Merry Good Enough is, as the title suggests, a perfectly serviceable Christmas movie. It’s not horrible, it’s not great, it’s just good enough. The problem, of course, is that good enough doesn’t exactly mean all that much these days. There is a lot of Christmas content to compare every movie to.
The film, which revolves around Lucy (Ray Levine) and her complicated relationship with her family – starting with her mother, but truly encompassing everyone from her sister to her brother, without forgetting her absent father – is hardly your typical cheerful holiday movie. In that regard, the movie does a great job of going against expectations. There is a lot of reality to Merry Good Enough, even when things go well.
Siblings flighting, and yet deep down, still understanding each other better than most other people ever can, because that’s just the way it is. You’ve just been through too much together. A mother that doesn’t always get what her children want – or even, perhaps, what she wants. A father who has lost sight of what family is, and yet can perhaps re-discover it when his kids need it the most.
Because yes, sometimes we love our family in the good times. And the bad times. And sometimes we hate our family. In the good times, and the bad times.
It doesn’t sound all warm and fuzzy, because it isn’t – but that doesn’t mean Merry Good Enough isn’t worth watching. It might just depend on what exactly you’re looking to get out of your holiday entertainment. There are a lot of movies whose entire point is to make you feel better about the season and to make you want to hug your family.

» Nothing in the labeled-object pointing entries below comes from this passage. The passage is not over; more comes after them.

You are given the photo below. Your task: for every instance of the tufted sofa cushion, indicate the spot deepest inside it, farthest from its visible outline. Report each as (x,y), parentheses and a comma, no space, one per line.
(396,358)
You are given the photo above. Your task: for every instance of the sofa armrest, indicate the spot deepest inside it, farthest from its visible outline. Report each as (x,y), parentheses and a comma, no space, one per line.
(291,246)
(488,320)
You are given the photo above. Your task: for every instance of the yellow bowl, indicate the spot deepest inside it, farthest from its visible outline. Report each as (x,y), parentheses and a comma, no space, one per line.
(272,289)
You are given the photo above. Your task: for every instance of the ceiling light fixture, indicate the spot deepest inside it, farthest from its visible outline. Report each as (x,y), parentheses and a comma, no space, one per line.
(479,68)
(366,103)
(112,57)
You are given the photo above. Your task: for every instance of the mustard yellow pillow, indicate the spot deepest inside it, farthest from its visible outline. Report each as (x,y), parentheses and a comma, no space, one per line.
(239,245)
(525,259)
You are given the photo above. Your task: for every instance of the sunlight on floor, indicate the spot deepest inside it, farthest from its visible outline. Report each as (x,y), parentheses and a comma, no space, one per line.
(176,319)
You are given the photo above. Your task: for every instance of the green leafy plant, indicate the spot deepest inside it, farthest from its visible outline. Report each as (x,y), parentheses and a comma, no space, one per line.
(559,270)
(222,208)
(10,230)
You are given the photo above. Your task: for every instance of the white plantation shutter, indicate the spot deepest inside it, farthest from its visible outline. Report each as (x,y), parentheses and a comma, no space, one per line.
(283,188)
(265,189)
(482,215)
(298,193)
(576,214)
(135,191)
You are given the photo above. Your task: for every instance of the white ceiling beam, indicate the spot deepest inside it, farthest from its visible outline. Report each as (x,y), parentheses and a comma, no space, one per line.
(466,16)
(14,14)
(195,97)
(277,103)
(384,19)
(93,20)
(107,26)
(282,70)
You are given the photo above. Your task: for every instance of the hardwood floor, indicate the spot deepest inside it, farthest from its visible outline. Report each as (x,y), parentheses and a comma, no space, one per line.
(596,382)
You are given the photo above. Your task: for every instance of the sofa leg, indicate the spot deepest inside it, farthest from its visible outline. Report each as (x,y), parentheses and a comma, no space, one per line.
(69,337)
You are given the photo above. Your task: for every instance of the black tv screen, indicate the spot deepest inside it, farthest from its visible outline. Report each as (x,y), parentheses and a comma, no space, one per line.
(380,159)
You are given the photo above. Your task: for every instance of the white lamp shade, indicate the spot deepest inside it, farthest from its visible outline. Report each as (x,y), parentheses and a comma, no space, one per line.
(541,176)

Merry Good Enough isn’t one of those.
However, one thing to be said in the movie’s favor is that it’s not trying to be. Instead, Merry Good Enough is trying to make you think about what it means to be family. Not just that, but about what it means to give up on it and what it takes to go back to the beginning and start anew.
Whether that is enough or not depends, as they say, on the point of view. Merry Good Enough is what it is, a movie about complicated family dynamics that is at its best when it allows the characters to just exist in the same space without trying too hard to send a message.
Especially when the message is: family is complicated, man.
Merry Good Enough is now available on VOD.